“Olan biten ne varsa sorumlusu yalnızca bizdik”



4-5 bin nüfuslu küçük bir ada. Sürekli yağmur yağıyor. Fırtına var. Gemi seferleri iptal. Elektrikler kesik. Bir kış günü. Hava şartlarının da etkisiyle zaten sayıları az olan ada sakinleri ortalıkta gözükmüyor. Harun Candan’ın ikinci romanı “Yağmur Dinecek Kimse Bilmeyecek”in kahramanı bu kapalı ortama bir banka müfettişi olarak dahil oluyor.
Elektrikler kesik olduğu ve teftiş etmesi gereken bankada da jeneratör olmadığı için aslında yapabileceği bir şey yok. Bir an önce geri dönmek istiyor ama fırtına nedeniyle gemiler çalışmadığı için bu da mümkün değil.
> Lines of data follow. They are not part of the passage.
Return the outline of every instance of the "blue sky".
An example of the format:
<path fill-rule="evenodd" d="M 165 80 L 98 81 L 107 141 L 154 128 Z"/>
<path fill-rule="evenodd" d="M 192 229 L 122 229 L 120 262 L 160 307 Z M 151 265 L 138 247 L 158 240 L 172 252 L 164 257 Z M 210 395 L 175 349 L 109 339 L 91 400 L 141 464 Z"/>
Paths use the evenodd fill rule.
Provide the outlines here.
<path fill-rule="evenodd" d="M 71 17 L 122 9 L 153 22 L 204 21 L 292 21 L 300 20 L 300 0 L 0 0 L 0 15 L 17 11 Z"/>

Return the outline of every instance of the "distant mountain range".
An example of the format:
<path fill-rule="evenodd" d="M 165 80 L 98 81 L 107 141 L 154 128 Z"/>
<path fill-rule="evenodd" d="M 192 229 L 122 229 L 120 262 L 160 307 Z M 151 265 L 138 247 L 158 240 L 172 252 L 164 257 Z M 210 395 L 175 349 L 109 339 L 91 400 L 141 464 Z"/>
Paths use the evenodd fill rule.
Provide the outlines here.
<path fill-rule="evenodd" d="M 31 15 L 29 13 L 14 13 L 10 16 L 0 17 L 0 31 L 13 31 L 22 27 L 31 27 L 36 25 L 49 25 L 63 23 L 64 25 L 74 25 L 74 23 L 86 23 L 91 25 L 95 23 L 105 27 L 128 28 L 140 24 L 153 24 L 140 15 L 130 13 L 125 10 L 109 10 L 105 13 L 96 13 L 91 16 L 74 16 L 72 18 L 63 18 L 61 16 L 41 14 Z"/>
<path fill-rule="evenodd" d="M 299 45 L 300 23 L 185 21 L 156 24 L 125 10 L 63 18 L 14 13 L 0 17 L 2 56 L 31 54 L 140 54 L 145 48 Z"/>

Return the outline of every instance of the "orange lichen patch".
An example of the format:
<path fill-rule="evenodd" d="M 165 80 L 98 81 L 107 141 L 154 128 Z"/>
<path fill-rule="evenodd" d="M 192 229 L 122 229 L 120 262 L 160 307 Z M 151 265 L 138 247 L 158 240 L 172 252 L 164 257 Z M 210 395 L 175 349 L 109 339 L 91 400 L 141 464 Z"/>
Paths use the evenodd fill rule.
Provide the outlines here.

Adaya gelirken, gemide kendisinden ateş isteyen kadınla bankada karşılaşması ile olaylar gelişmeye başlıyor. Karısından boşanmaya karar vermiş olan kahramanımız ilk karşılaşmadan beri aklından çıkmayan gizemli kadını banka memuru olarak karşısında görünce yeni bir aşkın işaretlerini hissediyor. Aslı’nın da onun duygularını karşılıksız bırakmaması ile romanın bu aşk öyküsü ile birlikte gelişeceğini düşünüyorsunuz. Oysa Harun Candan’ın adada kurduğu kapalı ortamda bir polisiyenin tüm işaretleri var ve sayfalar ilerledikçe çok değerli bir İncil’in çalınması ve bir cinayetle birlikte aşk öyküsü geri plana düşüp polisiye ağır basmaya başlıyor.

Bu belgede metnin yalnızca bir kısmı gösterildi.